The satellite clock and orbital biases in the SDBE can be corrected with the real-time precise products. The phase windup effect caused by satellite can be modeled precisely (Wu et al. 1993); the part caused by the receiver antenna is the same for all satellites if the antenna rotates around its boresight (Zhang and Li 2012) and is absorbed by the receiver clock parameter. The GLONASS carrier phase and pseudorange IFB are very stable over a long time regardless of temperature changes (Yamada et al. 2010; Wanninger 2012; Al-Shaery et al. 2013; Chuang et al. 2013), so these biases are completely eliminated by SDBE, preserving the integer nature of cycle slips in SDBE model.

If neither rapid weather fronts nor large height variations occur for a low-dynamic receiver, the tropospheric environment around this receiver changes only slightly over several minutes (Gregorius and Blewitt 1999; Shan et al. 2007). So, the previously computed tropospheric delay values can be used to correct the present troposphere delay. If the satellite is continuously tracked, the epoch-differenced GF combination represents the ionospheric delay variation:

$$ \Delta {\text{GF}} =\Delta \phi_{1} \lambda_{1} -\Delta \phi_{2} \lambda_{2} =\Delta I_{1} (1 - {{f_{1}^{2} } \mathord{\left/ {\vphantom {{f_{1}^{2} } {f_{2}^{2} }}} \right. \kern-0pt} {f_{2}^{2} }}) $$

(2)

where Δ represents the difference between epochs and ΔI ₁ is the ionospheric delay variation between successive epochs for the L1 frequency. Then, we can get the ionospheric delay variation velocity VI by:

$$ {\text{VI}} =\Delta I_{1} /\Delta T $$

(3)

where ΔT is the time interval between epochs.

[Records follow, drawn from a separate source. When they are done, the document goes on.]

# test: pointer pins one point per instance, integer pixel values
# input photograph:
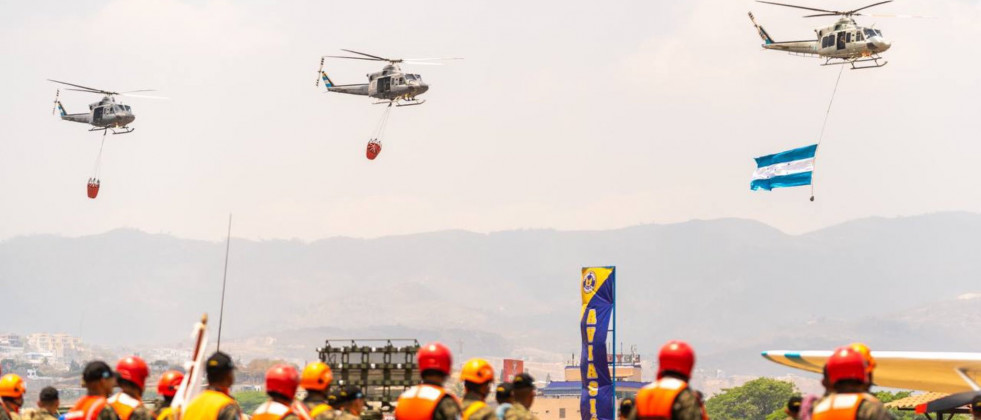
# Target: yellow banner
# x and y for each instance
(592, 279)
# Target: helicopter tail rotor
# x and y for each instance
(763, 34)
(322, 75)
(57, 105)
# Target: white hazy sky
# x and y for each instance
(569, 115)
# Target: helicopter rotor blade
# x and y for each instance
(800, 7)
(353, 58)
(369, 55)
(896, 16)
(87, 89)
(432, 59)
(852, 12)
(130, 95)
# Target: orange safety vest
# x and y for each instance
(473, 408)
(304, 412)
(87, 408)
(271, 410)
(839, 406)
(420, 402)
(124, 405)
(207, 405)
(655, 401)
(165, 413)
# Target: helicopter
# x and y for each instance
(106, 114)
(844, 40)
(389, 86)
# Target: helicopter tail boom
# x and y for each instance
(327, 82)
(763, 34)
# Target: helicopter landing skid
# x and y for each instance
(874, 60)
(413, 102)
(123, 130)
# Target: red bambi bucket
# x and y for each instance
(374, 148)
(93, 188)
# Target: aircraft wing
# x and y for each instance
(925, 371)
(801, 47)
(360, 89)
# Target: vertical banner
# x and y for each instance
(512, 368)
(596, 285)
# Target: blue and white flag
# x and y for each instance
(792, 168)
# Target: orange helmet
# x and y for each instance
(282, 379)
(675, 356)
(133, 369)
(477, 371)
(866, 353)
(316, 376)
(435, 356)
(169, 382)
(847, 364)
(12, 386)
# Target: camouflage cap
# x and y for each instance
(523, 381)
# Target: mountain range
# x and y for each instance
(732, 287)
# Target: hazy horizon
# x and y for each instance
(564, 117)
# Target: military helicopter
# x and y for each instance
(390, 85)
(845, 40)
(107, 114)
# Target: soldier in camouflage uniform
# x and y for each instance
(47, 404)
(99, 380)
(793, 407)
(675, 363)
(215, 403)
(523, 390)
(429, 400)
(848, 376)
(12, 391)
(478, 378)
(131, 374)
(316, 379)
(349, 402)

The ionospheric delay normally has a strong temporal correlation over a few minutes (Dai et al. 2003; Shi et al. 2012; Yao et al. 2013; Gu et al. 2013), and so, we can get the accurate ionospheric delay variation velocity based on a sliding window of a short term. If data gap occur, we can adopt this information to predict the ionospheric delay variation after the data gap:

$$ \Delta I_{1} = {\text{VI}} \cdot\Delta T. $$

(4)

If the gap is less than several minutes, centimeter prediction accuracy can be obtained (Geng et al. 2010; Zhang and Li 2012).

Considering the previous discuss, the epoch-differenced carrier phase and pseudorange observation equations in (1) can be written as:

$$ \begin{aligned} \mathop { \, \lambda }\nolimits_{i} \mathop {\Delta \phi }\nolimits_{i}^{j} & =\Delta \mathop \rho \nolimits^{j} + \mathop {c\Delta t}\nolimits_{G} + \mathop \lambda \nolimits_{i} \mathop {\Delta N}\nolimits_{i}^{j} + \mathop \varepsilon \nolimits_{{\Delta \phi i}}^{j} \\ \mathop { \,\Delta P}\nolimits_{i}^{j} & = \mathop {\Delta \rho }\nolimits^{j} + \mathop {c\Delta t}\nolimits_{G} + \mathop \varepsilon \nolimits_{{\Delta Pi}}^{j} \\ \mathop \lambda \nolimits_{i}^{k} \mathop {\Delta \phi }\nolimits_{i}^{k} & = \mathop {\Delta \rho }\nolimits^{k} + \mathop {c\Delta t}\nolimits_{R} + \mathop \lambda \nolimits_{i}^{k} \mathop {\Delta N}\nolimits_{i}^{k} + \mathop \varepsilon \nolimits_{{\Delta \phi i}}^{k} \\ \, \mathop {\Delta P}\nolimits_{i}^{k} & = \mathop {\Delta \rho }\nolimits^{k} + \mathop {c\Delta t}\nolimits_{R} + \mathop \varepsilon \nolimits_{{\Delta Pi}}^{k} \\ \end{aligned} $$

(5)

where ΔN is the cycle slip between the successive epochs.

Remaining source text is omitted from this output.